Le deuxième point important est la montée des peurs alimentaires (vache folle, OGM…). La confiance du consommateur dans son industrie alimentaire a été fortement entamée. Dans les années 90, quand on parlait de traçabilité, cela n’intéressait pas beaucoup. Aujourd’hui, ces préoccupations ont des conséquences sur les marchés et sur l’organisation même de la production agricole. Depuis cinquante ans, les agronomes défendaient la productivité, poussant les agriculteurs à s’endetter, à acquérir des machines de plus en plus puissantes, à consommer massivement des engrais et des pesticides. Et puis ils ont commencé à s’interroger sur d’autres formes de rapports avec la nature, pour arriver à accepter ce que nous appelons le  » jardin planétaire « . Il y a, dans l’expression  » jardin planétaire « , que le paysagiste Gilles Clément a popularisée, deux idées : la première, c’est qu’un jardinier est un amoureux de la nature bien plus qu’un  » exploitant « , comme on dit dans les milieux agricoles.
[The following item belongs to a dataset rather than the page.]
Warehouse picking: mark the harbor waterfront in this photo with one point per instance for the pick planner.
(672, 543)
La seconde est que, où que nous portions notre regard, nous sommes déjà dans une nature modelée par l’homme. Celui-ci a, de fait, une responsabilité de jardinier. Il ne peut s’y soustraire. Il est obligé d’intervenir sur son jardin. S’il ne le fait pas, le jardin se dégrade. C’est une faute professionnelle. Le non-agir, qui semble tenter certains écologistes, n’est déjà plus possible.

Les mondialisations précédentes se sont terminées souvent dans la violence. Le 11 septembre marque-t-il un tournant de celle que nous avons vécue ?

Le 11 septembre fait partie des crises de jeunesse de cette nouvelle période. Evénement tragiquement regrettable, mais pas vraiment surprenant. D’ailleurs, nous avions déjà porté le diagnostic d’accroissement de l’insécurité en 1990 et ça ne s’est pas terminé le 11 septembre, ça ne sera même pas terminé lorsque les États-Unis et leurs alliés auront manifesté leur force. Les causes profondes n’ayant pas disparu, les effets se manifesteront autrement.

Malgré tout, vos propos reflètent globalement un fort optimisme pour l’avenir, bien que votre diagnostic sur les événements courants soit assez sombre.

Peut-être parce qu’il va bien falloir que cette classe dirigeante actuelle, qui s’est laissée fasciner par des bulles successives, financière, immobilière, technologique, finisse par regarder les choses en face. A l’échelle mondiale, à cause de la transformation du système technique, la situation devient comparable à celle qui a précédé 1848 en Europe. La classe dirigeante ne pourra plus faire autrement que de changer de stratégie.